The only external things I can think of are heat and/or power. You've added to both. Assuming you have everything on UPS's maybe you are overloading one of them and/or heat from new server has pushed you into a problem area. But I don't know why that last would affect the other machines at the same time unless the extra heat is affecting the UPS. Try the new server on a different electrical outlet in another room maybe and see what happens.
 

bail3yz

Reputable
Sep 30, 2014
3
0
4,520


I run hwmonitor on the servers and heat is lower than normal. (its getting cold here now lol).

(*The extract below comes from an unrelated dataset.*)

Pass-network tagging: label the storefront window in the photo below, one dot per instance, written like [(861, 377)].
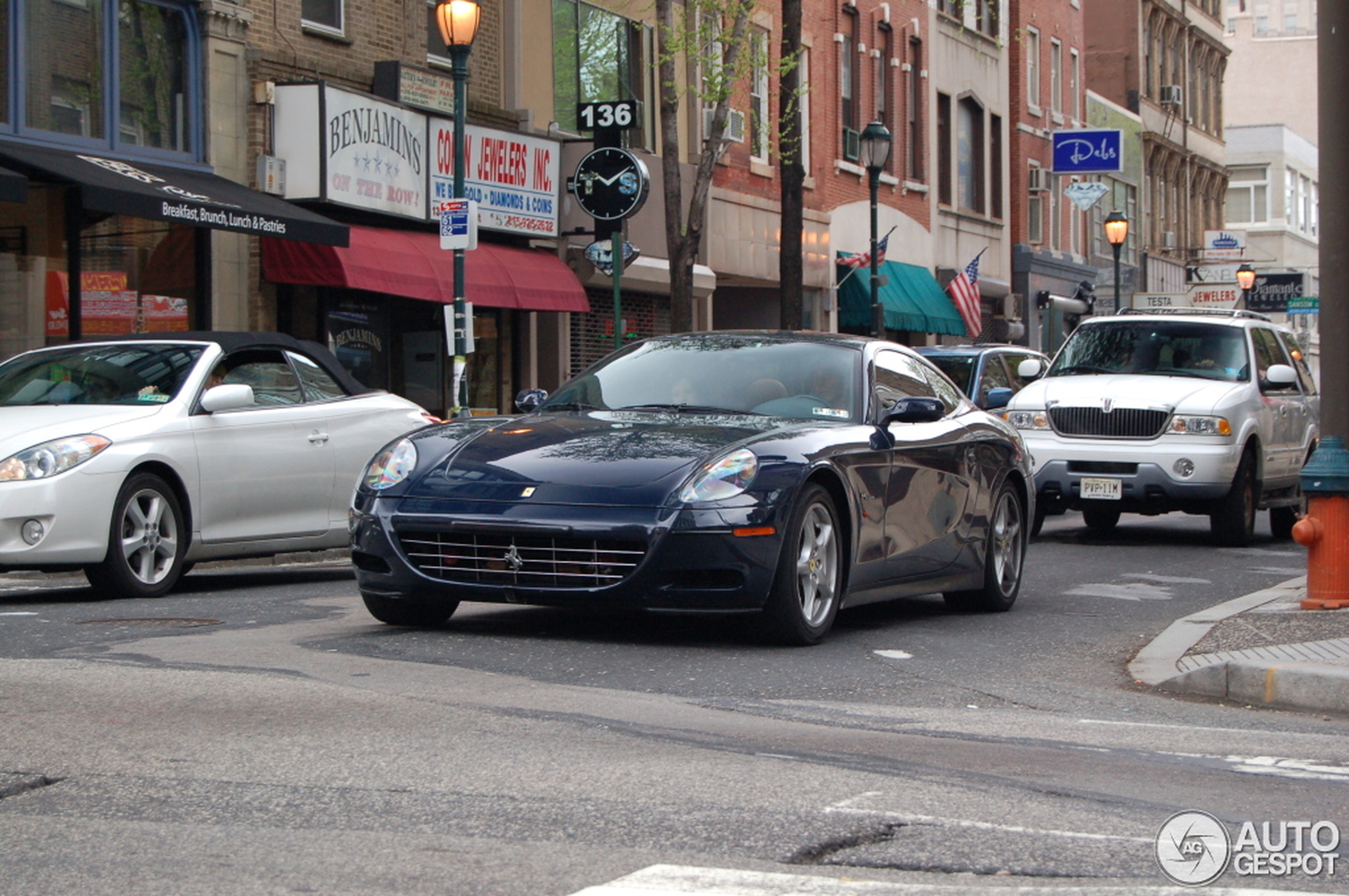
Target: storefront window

I have the servers on UPSs but the load for the 3 servers that are experiencing this problem didn't change, new server is in a different room + different UPS.


 

bail3yz

Reputable
Sep 30, 2014
3
0
4,520
I believe I fixed it. Not entirely sure exactly what happened, but it turns out winsock was corrupted on those 3 servers.
Since those 3 servers had same OS + network card + driver, my guess is somehow when I added the new server, there was an IP conflict or something strange that corrupted winsock on those specific setups.

netsh winsock catalog reset

seems to have solved it, and hopefully bios/driver updates prevent it from occurring again in the future.
 
Solution